惚け老人対策として
藩医による安楽死という
非情手段に踏み切った
小藩に起こる騒動と波紋を
描いた、大好評短編小説。

第7回
(2003年4/13 UP)



 数日たってから、二挺の医者駕龍(かご)が件(くだん)の藩士たちの家を順ぐりに巡りはじめた。そして、三日をおかずして、医者駕龍の立ち去った順に弔(とむら)いを出し続けた。
 嫡男に家督を譲り、致仕後一年を経過したもと藩士には、病の有無にかかわらず順次、藩医が差し向けられるという噂をもと勘定頭の大場久純(ひさずみ)が耳にしたのは、夏の盛りの頃であった。
 やがて、茶の湯をたしなむ隠居仲間が一人減り二人減りして、久純には訪ね交わす相手がいなくなっていたのである。

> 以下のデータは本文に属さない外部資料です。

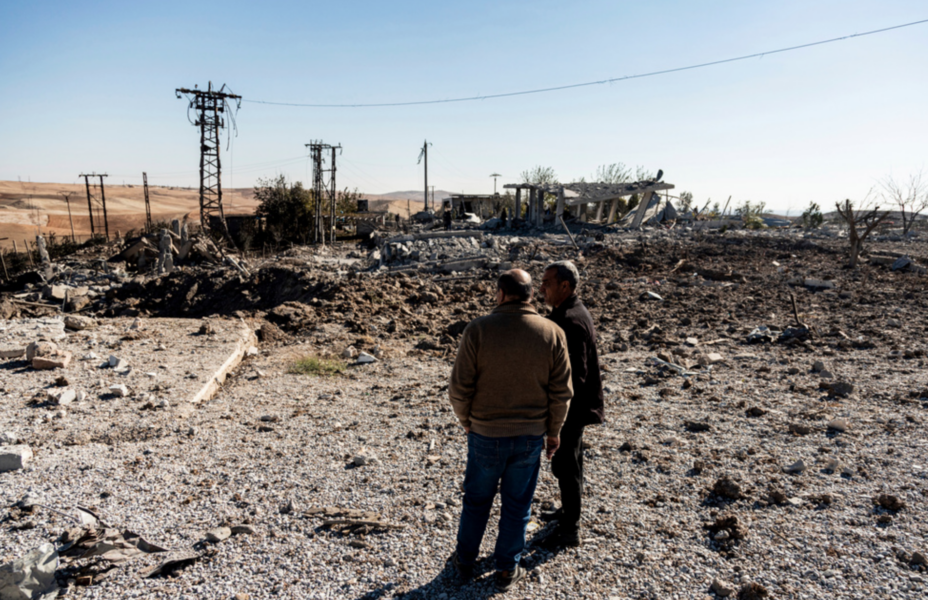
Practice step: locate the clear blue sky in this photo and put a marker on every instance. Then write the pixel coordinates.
(90, 86)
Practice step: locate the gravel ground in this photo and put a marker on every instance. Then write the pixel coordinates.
(274, 448)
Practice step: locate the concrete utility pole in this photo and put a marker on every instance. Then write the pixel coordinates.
(425, 154)
(208, 104)
(67, 198)
(147, 204)
(106, 225)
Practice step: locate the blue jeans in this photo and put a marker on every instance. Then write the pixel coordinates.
(514, 461)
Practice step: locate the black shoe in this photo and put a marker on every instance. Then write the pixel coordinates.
(561, 538)
(465, 572)
(551, 515)
(505, 580)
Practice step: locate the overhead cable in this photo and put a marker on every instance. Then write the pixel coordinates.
(599, 82)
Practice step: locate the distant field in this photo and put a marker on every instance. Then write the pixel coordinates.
(27, 209)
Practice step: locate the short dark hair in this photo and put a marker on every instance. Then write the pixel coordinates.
(511, 286)
(566, 271)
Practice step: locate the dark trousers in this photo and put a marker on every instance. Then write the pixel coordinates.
(567, 466)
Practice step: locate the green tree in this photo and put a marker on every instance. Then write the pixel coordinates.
(287, 210)
(812, 218)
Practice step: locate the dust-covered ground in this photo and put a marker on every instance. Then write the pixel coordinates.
(686, 482)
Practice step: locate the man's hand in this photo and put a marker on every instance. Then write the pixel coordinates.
(551, 446)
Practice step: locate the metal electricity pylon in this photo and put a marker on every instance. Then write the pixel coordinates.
(324, 194)
(209, 104)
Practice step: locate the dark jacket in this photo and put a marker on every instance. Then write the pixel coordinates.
(586, 408)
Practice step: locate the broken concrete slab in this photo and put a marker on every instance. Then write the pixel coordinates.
(13, 458)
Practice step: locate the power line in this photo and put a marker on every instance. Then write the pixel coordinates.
(600, 82)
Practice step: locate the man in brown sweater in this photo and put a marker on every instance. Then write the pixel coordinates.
(510, 388)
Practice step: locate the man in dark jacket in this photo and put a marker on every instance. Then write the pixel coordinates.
(559, 288)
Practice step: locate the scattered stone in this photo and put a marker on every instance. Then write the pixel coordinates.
(13, 458)
(710, 359)
(727, 488)
(79, 322)
(40, 349)
(365, 358)
(364, 459)
(832, 466)
(12, 352)
(31, 577)
(890, 502)
(696, 427)
(61, 397)
(753, 591)
(841, 388)
(796, 467)
(55, 361)
(243, 530)
(218, 534)
(839, 425)
(721, 588)
(799, 429)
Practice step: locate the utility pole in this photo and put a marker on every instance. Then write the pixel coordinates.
(425, 154)
(494, 176)
(208, 104)
(106, 225)
(67, 198)
(323, 192)
(147, 204)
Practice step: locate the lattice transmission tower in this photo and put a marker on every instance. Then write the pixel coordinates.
(324, 194)
(209, 105)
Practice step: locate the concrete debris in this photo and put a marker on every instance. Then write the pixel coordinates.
(15, 457)
(31, 577)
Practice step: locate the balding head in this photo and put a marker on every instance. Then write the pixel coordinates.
(515, 284)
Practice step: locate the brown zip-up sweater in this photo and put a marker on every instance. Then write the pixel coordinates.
(511, 376)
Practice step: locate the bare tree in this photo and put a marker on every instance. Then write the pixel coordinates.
(614, 173)
(911, 197)
(539, 175)
(866, 217)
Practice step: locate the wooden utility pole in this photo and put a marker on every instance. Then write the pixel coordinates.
(67, 198)
(106, 225)
(425, 154)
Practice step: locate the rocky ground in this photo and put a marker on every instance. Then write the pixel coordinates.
(756, 472)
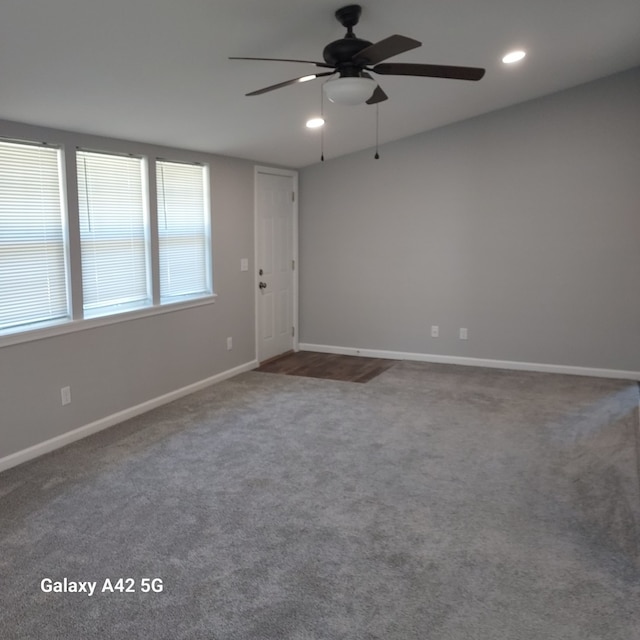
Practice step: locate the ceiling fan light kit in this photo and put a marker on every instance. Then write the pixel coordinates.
(353, 59)
(350, 91)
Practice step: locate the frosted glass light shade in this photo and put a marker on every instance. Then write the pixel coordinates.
(349, 90)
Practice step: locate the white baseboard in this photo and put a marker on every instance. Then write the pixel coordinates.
(82, 432)
(474, 362)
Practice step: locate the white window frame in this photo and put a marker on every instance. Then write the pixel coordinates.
(61, 283)
(76, 320)
(207, 276)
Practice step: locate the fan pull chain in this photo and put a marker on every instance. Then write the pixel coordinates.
(322, 127)
(377, 156)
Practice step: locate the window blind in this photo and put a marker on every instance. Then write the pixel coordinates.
(183, 230)
(33, 271)
(113, 233)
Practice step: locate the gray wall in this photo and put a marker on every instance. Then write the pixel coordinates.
(115, 367)
(522, 225)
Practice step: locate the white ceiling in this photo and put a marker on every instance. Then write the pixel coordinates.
(157, 70)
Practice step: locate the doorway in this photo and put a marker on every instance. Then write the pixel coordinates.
(276, 232)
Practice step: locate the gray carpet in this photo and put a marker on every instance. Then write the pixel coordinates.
(434, 502)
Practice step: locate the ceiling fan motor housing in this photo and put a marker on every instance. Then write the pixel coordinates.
(340, 54)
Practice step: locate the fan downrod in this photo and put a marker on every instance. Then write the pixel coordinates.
(349, 16)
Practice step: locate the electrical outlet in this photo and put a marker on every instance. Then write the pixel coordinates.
(65, 395)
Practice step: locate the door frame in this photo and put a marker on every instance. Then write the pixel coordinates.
(294, 251)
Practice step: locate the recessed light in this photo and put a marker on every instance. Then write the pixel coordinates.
(514, 56)
(314, 123)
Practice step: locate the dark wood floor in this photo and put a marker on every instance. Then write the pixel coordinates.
(327, 365)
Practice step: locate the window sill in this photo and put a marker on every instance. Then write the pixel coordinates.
(72, 326)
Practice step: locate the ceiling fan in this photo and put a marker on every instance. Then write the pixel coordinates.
(353, 58)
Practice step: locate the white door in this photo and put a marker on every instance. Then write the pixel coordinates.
(276, 232)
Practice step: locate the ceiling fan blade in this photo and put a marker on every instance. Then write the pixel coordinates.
(429, 70)
(378, 95)
(318, 64)
(287, 83)
(387, 48)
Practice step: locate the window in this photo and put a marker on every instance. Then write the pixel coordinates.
(114, 233)
(183, 231)
(123, 259)
(33, 261)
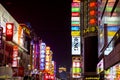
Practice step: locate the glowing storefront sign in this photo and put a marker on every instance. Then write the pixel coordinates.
(75, 33)
(15, 55)
(74, 9)
(75, 4)
(42, 55)
(75, 18)
(75, 28)
(76, 45)
(75, 14)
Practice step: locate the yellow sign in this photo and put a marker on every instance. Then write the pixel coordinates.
(75, 33)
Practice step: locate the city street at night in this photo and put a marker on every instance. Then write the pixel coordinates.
(60, 40)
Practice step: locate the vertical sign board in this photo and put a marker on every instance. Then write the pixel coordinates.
(15, 55)
(9, 31)
(42, 55)
(1, 33)
(75, 45)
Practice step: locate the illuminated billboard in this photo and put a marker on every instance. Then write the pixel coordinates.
(76, 67)
(42, 55)
(76, 45)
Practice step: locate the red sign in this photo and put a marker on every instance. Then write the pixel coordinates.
(9, 31)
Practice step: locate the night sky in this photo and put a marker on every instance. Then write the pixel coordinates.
(51, 20)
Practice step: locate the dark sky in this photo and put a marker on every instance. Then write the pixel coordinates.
(51, 20)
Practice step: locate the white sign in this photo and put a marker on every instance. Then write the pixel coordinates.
(76, 45)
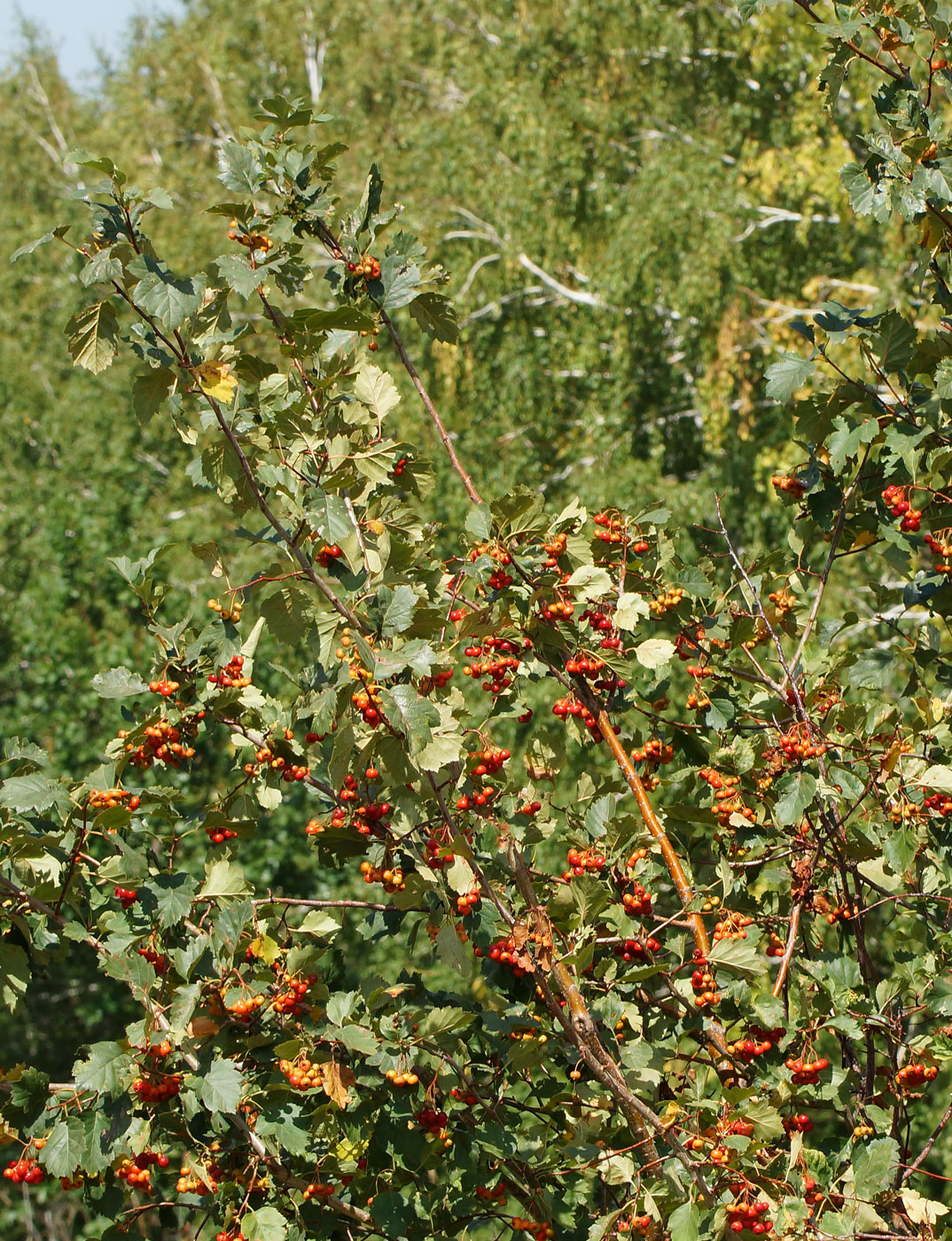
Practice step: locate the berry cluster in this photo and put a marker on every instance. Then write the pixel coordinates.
(749, 1218)
(896, 500)
(666, 601)
(391, 878)
(300, 1073)
(254, 241)
(554, 548)
(637, 902)
(601, 620)
(137, 1172)
(806, 1073)
(165, 689)
(914, 1073)
(611, 529)
(558, 610)
(636, 1224)
(799, 1123)
(540, 1231)
(585, 666)
(247, 1008)
(158, 1088)
(501, 667)
(368, 269)
(468, 901)
(155, 959)
(941, 546)
(318, 1189)
(231, 675)
(796, 745)
(653, 753)
(291, 1001)
(232, 612)
(105, 798)
(437, 682)
(126, 896)
(790, 486)
(191, 1182)
(24, 1172)
(493, 1195)
(570, 705)
(706, 988)
(163, 742)
(633, 949)
(401, 1079)
(217, 835)
(731, 926)
(581, 862)
(842, 914)
(505, 952)
(328, 555)
(434, 1123)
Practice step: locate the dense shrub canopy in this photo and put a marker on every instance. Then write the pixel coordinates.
(526, 808)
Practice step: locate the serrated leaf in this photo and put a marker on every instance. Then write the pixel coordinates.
(399, 604)
(223, 878)
(654, 652)
(787, 375)
(14, 974)
(319, 922)
(170, 298)
(413, 715)
(93, 337)
(238, 168)
(937, 777)
(452, 952)
(376, 390)
(173, 896)
(120, 683)
(220, 1089)
(589, 582)
(442, 1020)
(31, 792)
(288, 613)
(895, 341)
(459, 875)
(328, 517)
(65, 1148)
(151, 390)
(684, 1222)
(738, 957)
(923, 1210)
(436, 314)
(266, 1224)
(796, 793)
(629, 610)
(873, 1166)
(239, 275)
(103, 1069)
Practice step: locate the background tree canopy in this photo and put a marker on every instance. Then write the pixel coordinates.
(632, 202)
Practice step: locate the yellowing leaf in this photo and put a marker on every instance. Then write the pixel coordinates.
(335, 1082)
(216, 380)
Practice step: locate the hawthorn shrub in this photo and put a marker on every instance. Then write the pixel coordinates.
(635, 860)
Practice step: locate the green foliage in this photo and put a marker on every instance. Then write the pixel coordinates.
(623, 849)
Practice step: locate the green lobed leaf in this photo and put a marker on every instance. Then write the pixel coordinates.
(220, 1089)
(93, 337)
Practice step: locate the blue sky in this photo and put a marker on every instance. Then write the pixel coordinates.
(77, 27)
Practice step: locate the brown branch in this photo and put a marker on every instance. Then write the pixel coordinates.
(431, 410)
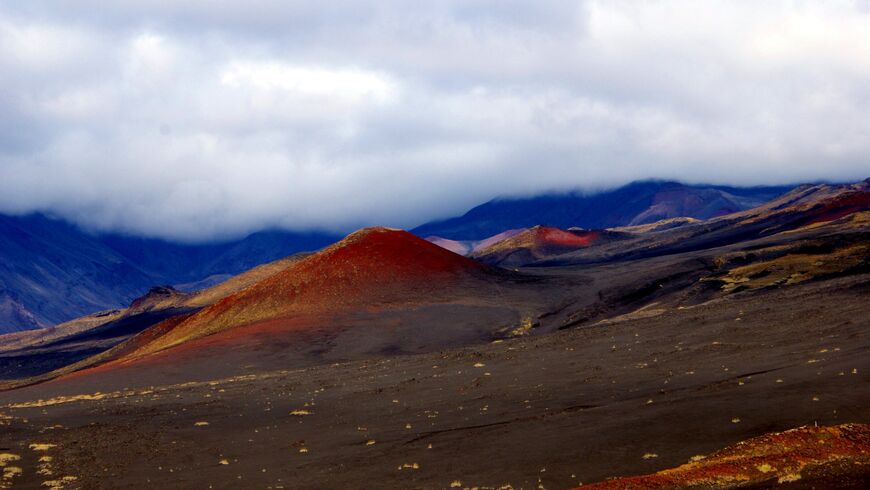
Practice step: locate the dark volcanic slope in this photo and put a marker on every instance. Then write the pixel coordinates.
(631, 396)
(369, 271)
(637, 203)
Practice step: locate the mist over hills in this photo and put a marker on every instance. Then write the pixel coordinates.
(52, 271)
(634, 204)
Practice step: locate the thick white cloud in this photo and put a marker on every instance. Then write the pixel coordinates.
(195, 120)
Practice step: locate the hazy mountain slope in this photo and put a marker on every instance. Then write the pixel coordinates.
(51, 271)
(636, 203)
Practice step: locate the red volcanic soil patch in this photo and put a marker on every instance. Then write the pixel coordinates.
(455, 246)
(371, 269)
(839, 206)
(488, 242)
(830, 457)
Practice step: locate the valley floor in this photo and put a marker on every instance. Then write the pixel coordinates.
(622, 397)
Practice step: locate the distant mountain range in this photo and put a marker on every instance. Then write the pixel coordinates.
(634, 204)
(52, 271)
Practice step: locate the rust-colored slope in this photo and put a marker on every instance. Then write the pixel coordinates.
(828, 457)
(370, 269)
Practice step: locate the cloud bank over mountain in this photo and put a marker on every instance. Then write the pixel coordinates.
(207, 119)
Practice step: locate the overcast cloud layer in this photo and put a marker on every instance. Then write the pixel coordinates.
(202, 119)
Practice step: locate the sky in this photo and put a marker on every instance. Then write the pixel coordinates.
(204, 119)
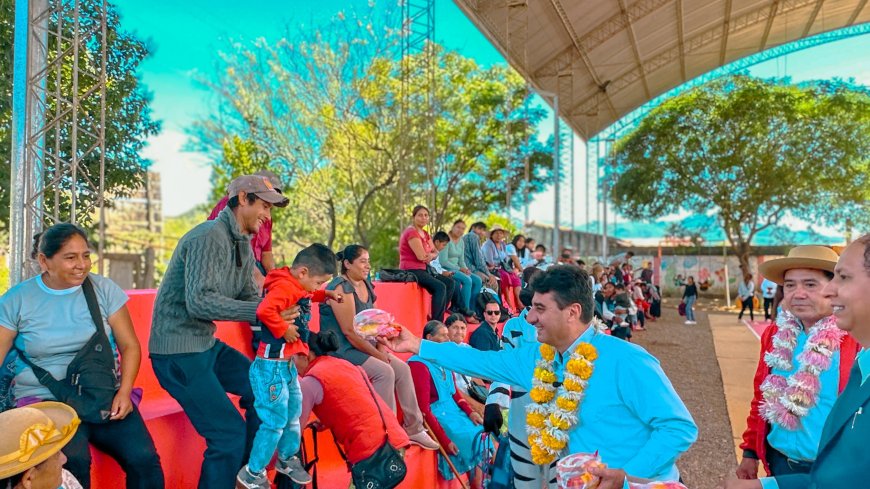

 まだまだ健康には自信がある。医者駕籠(かご)が来たところで無駄足になるに違いないと思いはするものの、万が一、医者の見立て違いということもなくはない。といって、医者駕籠に門前払いをくわすわけにも参るまい。
 今日は無事だった。明日にも来るのだろうか。不安を抱えて寝に就くことを繰り返すうちに、やはり自分も病んでいるのだろうかと思われてならなくなっている。
 今日も、川面と山肌が藍色に染まるまで、枯葉と戯れ遊んだ。秋を待たずに散る病葉(わくらば)をいとおしむ心が、日毎につのってならない。掃き集めた病葉を燃やす気には、とうていなれない。そよと吹く風にふたたび舞い散り、残された力のありったけをしぼって、庭から向こうの藍色の世界へ飛び去ってくれと祈りさえした。
(今日も無事に暮れゆくのか)
 枯葉の山を両手で掬(すく)いあげ、藍色の空間にばら蒔(ま)いた。その時だった。
「旦那さま。お客様が参られました」と、琴の声を聞いた。
(ついに来たのか)
 久純の全身は凍てついた。
「大目付の小暮様です。こちらへお通しいたしましょうか」
「なに、小暮どのが?」
 久純は、血の気の失せた貌(かお)を縁側へと巡らし訊いた。「して、医師は同道しておられぬのか」
「お一人でございます。折り入って、相談がおありですとか」
(相談? いよいよ明日に決まったか。いきなり藩医を寄越すに忍びがたく、前以って知らせることで覚悟を決めさせようというのか)
「座敷にお通しして、酒肴の用意を頼む」
 くるりと身を反転させると同時に、竹箒を枯葉の山に投げ捨てた。
 せめて潔い心で小暮と対したい。十徳と野袴を脱ぎ捨て、湯殿で残り湯を浴びた。
 そして、こざっぱりした浴衣に着替えてから座敷へと向かった。